How do I know it was appropriate for this patient? Because I called her, took a history, and assessed the situation. The history of present illness, past medical history, risk factors and essentially all the information needed to decide on further testing was available with 20 minutes of time and a phone. A side bar in this case is, unlike my law colleagues, the one-third of an hour of time spent was free.

To my surprise, a few minutes later my medical assistant informs me her insurance will not authorize the stress test until she is seen in person. Really?

This patient will have to come in and see me. I will take the same history. The examination will undoubtedly not change anything (it was normal last year), and I will order the same nuclear stress test. Now, the bill will include a bill for an office visit, an ECG and the stress test. If my partner in my new cardiology group saw the patient, it would be a new patient visit, ECG plus stress test. An extra two hundred dollars in billing plus the inconvenience to both patient and doctor arises from this silliness.

What should have happened in this case? The patient comes in for the stress test, the supervising doctor gives a preliminary read of the stress ECG, and I would have called her the next day with the imaging results.

It is dumb, inefficient and borders on the anger-inducing to have an uninformed profit conflicted corporation making decisions on patient care that in this case increased the cost of care. Did the insurance company have a previous doctor-patient relationship, or did they discuss the symptoms with her?

Always pointing out problems, and never suggesting solutions gets old, so I will not perpetually drone on about the inadequacies of our present day delivery system.

To me, good answers usually come in simplification.

I am often slow to understand things, so someone explain why paying an internal medicine doctor, cardiologist or surgeon cannot be like the treatment plan for my root canal specialist — in which he swipes my credit card for $950 for a 45 minute procedure. No business office, no rejections of payments and no uniformed constraints are placed on the endodontist. Yes, it seems expensive, but the tooth hurt, then it didn’t, and he went to school, studied hard and learned an important skill that enhanced my life.

Yes, I know health care costs for hospitalizations get catastrophic quickly, so obviously there is a role for insurance of some type. I get this. But why does 93651 — the code for catheter ablation — which takes longer than a root canal to do, way longer to learn, and is far more dangerous to the patient pay $300 less? Additionally, cardiologists have to hire a business office to file the paperwork, and appeal the frequent rejections.

Seems that a starting point would be to make healthcare more like real economics.

Also, like I learned by paying $950 for a preventable dental problem, patients who pay the doctor with a Visa card are surely more prone to discover the benefits of healthy living behaviors.

I better stop.

ADVERTISEMENT

John Mandrola is a cardiologist who blogs at Dr John M.
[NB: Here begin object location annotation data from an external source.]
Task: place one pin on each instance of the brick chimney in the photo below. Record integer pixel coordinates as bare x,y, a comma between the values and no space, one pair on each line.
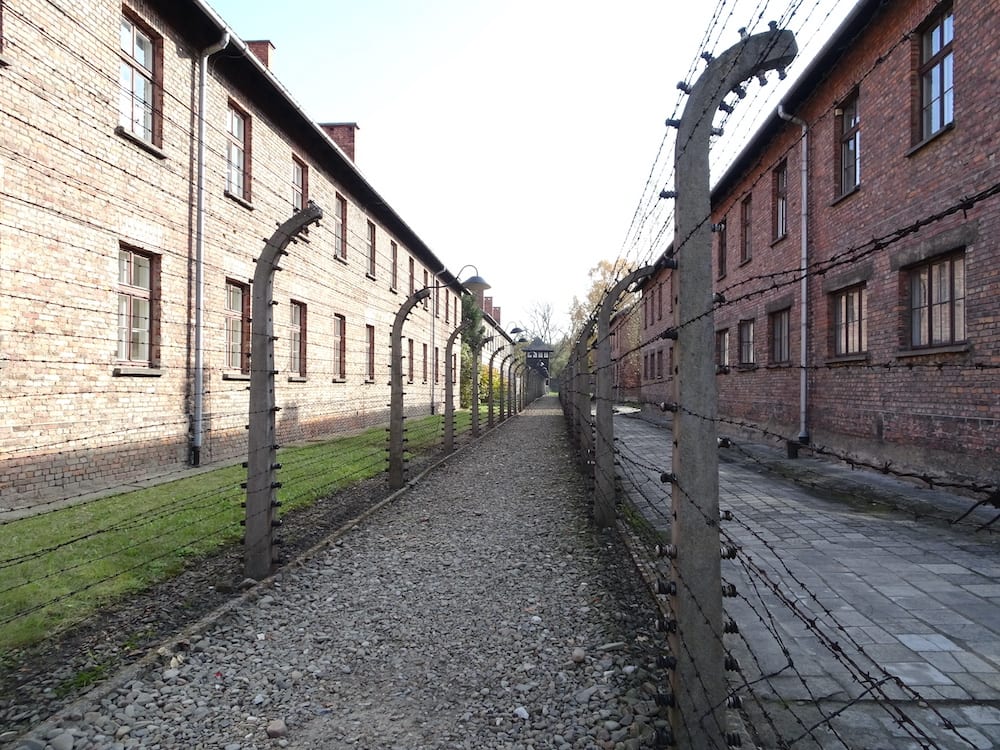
342,133
263,50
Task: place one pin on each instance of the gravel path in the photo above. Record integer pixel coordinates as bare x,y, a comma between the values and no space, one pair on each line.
481,610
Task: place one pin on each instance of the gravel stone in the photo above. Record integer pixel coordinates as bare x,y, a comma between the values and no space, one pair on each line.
442,621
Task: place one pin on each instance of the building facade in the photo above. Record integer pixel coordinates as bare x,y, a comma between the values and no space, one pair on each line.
857,256
146,155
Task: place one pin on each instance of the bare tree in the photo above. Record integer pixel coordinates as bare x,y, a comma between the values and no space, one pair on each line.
541,322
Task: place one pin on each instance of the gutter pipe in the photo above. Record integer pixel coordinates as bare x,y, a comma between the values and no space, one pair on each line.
803,437
197,417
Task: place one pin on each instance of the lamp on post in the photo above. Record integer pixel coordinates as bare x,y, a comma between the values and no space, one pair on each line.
396,469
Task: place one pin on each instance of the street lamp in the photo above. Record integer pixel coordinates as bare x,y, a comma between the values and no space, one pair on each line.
476,284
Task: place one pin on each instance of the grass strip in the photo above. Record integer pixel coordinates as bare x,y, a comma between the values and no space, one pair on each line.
58,568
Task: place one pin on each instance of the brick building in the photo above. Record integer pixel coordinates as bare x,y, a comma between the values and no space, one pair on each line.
877,176
129,225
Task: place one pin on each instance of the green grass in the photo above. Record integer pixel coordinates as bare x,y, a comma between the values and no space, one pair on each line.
60,567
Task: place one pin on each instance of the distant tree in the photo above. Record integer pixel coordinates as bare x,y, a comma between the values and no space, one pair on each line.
541,322
603,276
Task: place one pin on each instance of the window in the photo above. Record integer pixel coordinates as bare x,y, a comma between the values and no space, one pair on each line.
780,189
746,234
339,347
781,340
371,250
137,320
237,326
140,63
297,339
340,228
937,302
300,184
720,231
849,156
394,283
722,349
746,342
370,353
238,153
937,96
850,321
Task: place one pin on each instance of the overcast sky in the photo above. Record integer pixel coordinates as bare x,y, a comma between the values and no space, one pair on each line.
516,135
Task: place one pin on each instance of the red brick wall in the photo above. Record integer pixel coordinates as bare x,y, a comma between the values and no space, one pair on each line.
888,405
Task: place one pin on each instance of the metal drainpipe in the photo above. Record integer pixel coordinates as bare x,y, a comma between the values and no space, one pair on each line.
803,283
197,416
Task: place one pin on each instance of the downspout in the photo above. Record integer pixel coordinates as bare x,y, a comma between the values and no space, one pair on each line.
197,417
803,437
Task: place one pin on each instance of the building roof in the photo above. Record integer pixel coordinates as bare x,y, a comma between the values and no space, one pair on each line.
203,27
862,16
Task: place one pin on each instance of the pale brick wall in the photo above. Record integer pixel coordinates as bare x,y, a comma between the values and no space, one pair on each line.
72,191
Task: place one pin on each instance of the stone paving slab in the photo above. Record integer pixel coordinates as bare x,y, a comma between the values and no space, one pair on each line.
896,643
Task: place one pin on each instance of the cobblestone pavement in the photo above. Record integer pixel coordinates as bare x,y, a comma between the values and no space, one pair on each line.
863,624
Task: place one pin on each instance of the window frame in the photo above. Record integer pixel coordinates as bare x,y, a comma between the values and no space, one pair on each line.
297,338
745,343
339,347
372,249
941,62
779,189
849,321
370,353
779,325
394,278
242,317
746,229
243,148
954,305
722,349
153,75
340,227
848,129
300,184
128,292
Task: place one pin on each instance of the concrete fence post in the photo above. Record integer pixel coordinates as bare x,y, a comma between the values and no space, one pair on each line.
698,718
604,443
262,447
396,463
449,393
490,419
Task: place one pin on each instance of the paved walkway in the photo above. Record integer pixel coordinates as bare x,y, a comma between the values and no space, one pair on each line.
863,624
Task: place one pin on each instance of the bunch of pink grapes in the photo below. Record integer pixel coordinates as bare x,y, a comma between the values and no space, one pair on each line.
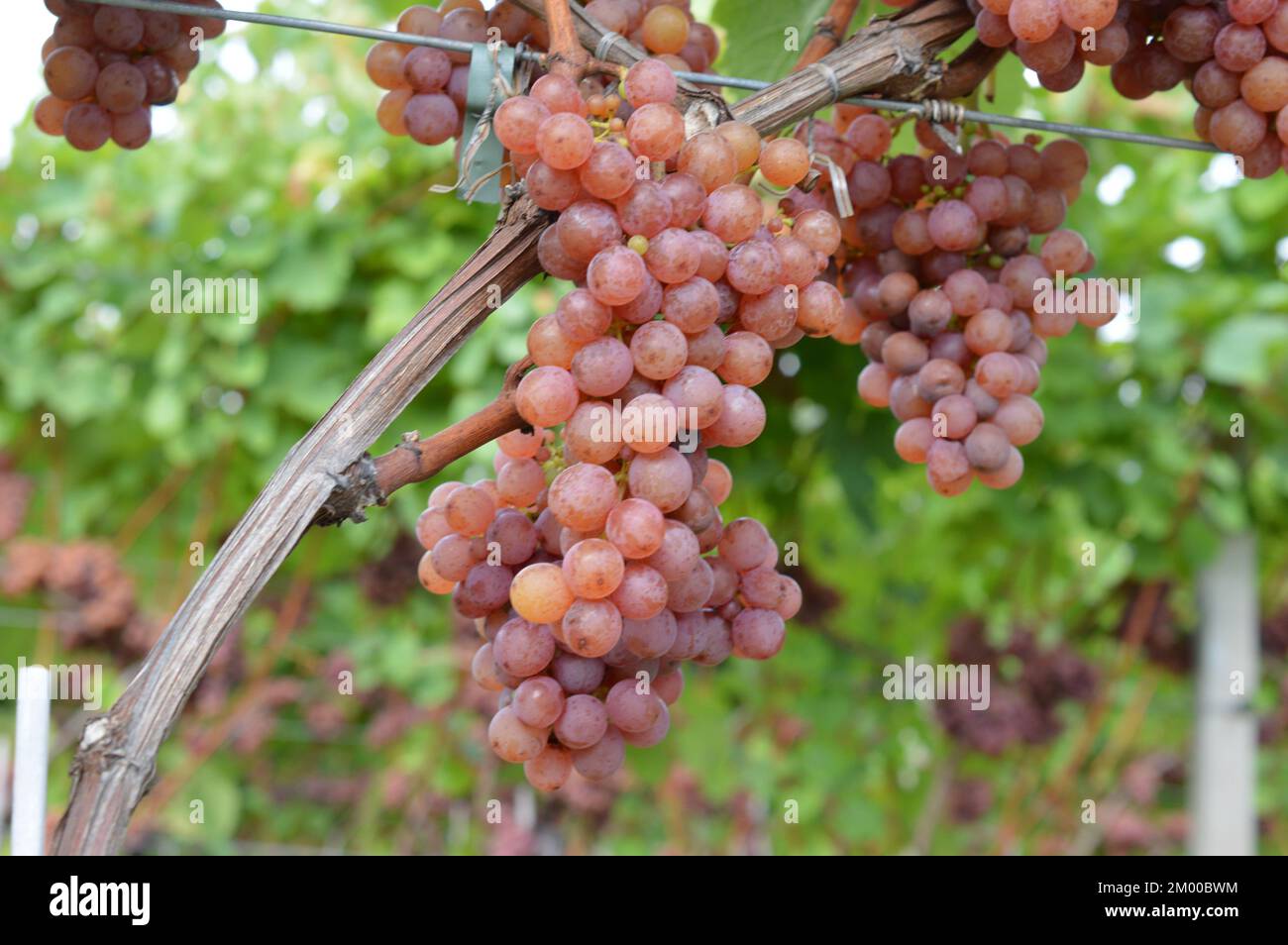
1231,54
426,88
597,561
107,65
944,287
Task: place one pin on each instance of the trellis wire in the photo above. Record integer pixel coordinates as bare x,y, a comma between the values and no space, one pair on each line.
696,77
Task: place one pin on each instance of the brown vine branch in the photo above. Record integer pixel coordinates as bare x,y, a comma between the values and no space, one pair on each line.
566,52
372,481
828,33
116,763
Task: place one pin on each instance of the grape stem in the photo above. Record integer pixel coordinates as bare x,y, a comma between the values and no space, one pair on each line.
372,481
566,54
828,33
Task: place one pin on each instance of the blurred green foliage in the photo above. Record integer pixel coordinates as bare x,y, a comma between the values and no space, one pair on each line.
1136,458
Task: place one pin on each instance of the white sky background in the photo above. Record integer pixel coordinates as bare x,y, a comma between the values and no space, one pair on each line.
27,26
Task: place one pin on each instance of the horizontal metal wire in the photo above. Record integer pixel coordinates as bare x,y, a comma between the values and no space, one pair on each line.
696,77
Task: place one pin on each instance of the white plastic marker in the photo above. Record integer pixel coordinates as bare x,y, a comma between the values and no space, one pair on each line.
31,763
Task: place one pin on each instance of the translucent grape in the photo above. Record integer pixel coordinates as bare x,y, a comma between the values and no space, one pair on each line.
546,395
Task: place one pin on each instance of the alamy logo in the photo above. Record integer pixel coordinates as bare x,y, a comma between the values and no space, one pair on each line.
102,898
931,682
78,682
1091,296
232,296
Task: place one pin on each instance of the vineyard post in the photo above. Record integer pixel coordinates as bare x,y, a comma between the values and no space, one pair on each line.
31,763
1223,797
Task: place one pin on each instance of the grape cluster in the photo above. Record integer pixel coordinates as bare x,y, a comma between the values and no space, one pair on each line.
107,65
95,596
1231,54
1021,700
945,296
597,562
426,88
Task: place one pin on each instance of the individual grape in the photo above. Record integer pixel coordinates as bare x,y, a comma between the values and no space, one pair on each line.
1087,14
430,119
999,373
875,383
549,770
658,351
629,709
86,127
1236,128
389,112
645,210
652,638
1215,86
733,213
953,226
754,266
687,197
819,309
565,141
656,132
913,438
742,417
511,739
515,121
464,25
644,305
643,591
584,721
1048,55
1020,417
616,275
554,189
50,114
576,675
673,255
653,734
691,305
429,69
608,172
603,366
987,447
745,141
1250,11
785,161
603,759
592,570
117,27
665,30
385,64
540,593
1008,475
430,579
1239,47
1265,85
649,81
818,230
71,73
581,496
747,361
120,88
1033,21
591,627
758,634
708,158
635,527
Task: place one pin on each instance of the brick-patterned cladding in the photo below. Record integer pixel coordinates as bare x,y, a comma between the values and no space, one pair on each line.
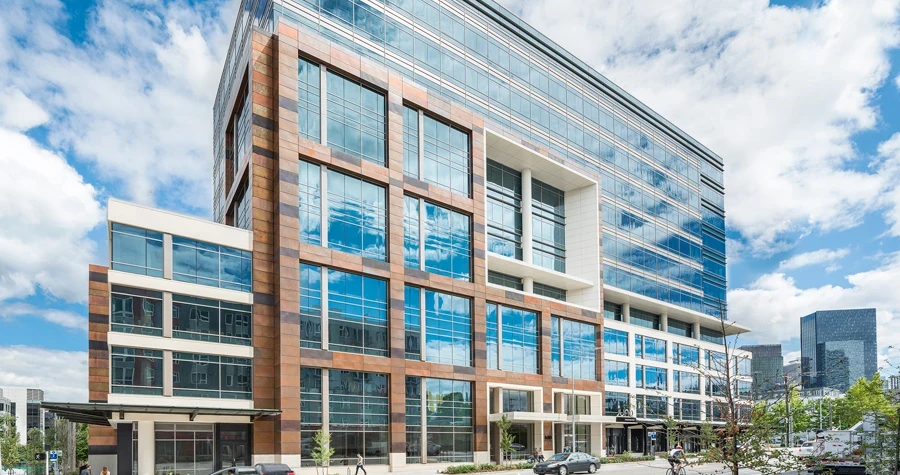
277,252
101,439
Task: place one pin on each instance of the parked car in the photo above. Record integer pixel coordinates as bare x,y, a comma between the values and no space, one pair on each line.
564,464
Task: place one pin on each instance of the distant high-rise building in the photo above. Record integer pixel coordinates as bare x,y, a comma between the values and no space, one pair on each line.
837,347
766,368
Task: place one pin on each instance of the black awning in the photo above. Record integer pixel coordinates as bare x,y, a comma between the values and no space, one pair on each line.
100,413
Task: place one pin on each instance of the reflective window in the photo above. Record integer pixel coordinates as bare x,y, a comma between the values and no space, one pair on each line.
448,329
651,407
615,342
185,449
410,142
309,191
136,250
644,319
222,377
309,104
195,318
616,404
685,382
503,210
649,348
136,311
357,313
518,331
358,416
448,239
651,377
548,226
356,119
310,306
550,291
356,216
311,410
505,280
616,373
136,371
612,311
210,264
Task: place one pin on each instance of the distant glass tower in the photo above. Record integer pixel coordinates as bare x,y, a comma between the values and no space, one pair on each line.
766,368
837,347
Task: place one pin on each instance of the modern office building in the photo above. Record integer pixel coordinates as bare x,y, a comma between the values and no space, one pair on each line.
441,218
837,347
25,405
766,369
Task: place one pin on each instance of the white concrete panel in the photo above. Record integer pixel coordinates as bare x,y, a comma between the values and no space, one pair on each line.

Submit a guest post and be heard.

Prev

EMR use may not save money but can save lives

May 27, 2010 Kevin 8
…
Next

Female sexual dysfunction treatment options

May 27, 2010 Kevin 4
…

Tagged as: Cardiology, Patients, Public Health & Policy, Specialist

Post navigation

< Previous Post
EMR use may not save money but can save lives
Next Post >
Female sexual dysfunction treatment options

ADVERTISEMENT

More by John Mandrola, MD

  • What we can learn about weight loss from Al Sharpton

    John Mandrola, MD
  • a desk with keyboard and ipad with the kevinmd logo

    Don’t be foolish enough to think you control outcomes

    John Mandrola, MD
  • a desk with keyboard and ipad with the kevinmd logo

    The problem with Obamacare is that it doesn’t do enough

    John Mandrola, MD

More in Policy

  • Unused IV catheters cost U.S. hospitals billions

    Piyush Pillarisetti
  • Why your health care dashboard isn’t working and how to fix it

    Dave Cummings, RN
  • Nuclear verdicts and rising costs: How inflation is reshaping medical malpractice claims

    Robert E. White, Jr. & The Doctors Company
  • How new loan caps could destroy diversity in medical education

    Caleb Andrus-Gazyeva
  • Why transplant equity requires more than access

    Zamra Amjid, DHSc, MHA
  • Ideology, not evidence, fuels the anti-trans agenda

    Andie Riffer, PhD and Shawn E. Parra, LCSW, MSW
  • Most Popular

  • Past Week

    • The human case for preserving the nipple after mastectomy

      Thomas Amburn, MD | Conditions
    • Nuclear verdicts and rising costs: How inflation is reshaping medical malpractice claims

      Robert E. White, Jr. & The Doctors Company | Policy
    • How new loan caps could destroy diversity in medical education

      Caleb Andrus-Gazyeva | Policy
    • IMGs are the future of U.S. primary care

      Adam Brandon Bondoc, MD | Physician
    • From nurse practitioner to leader in quality improvement [PODCAST]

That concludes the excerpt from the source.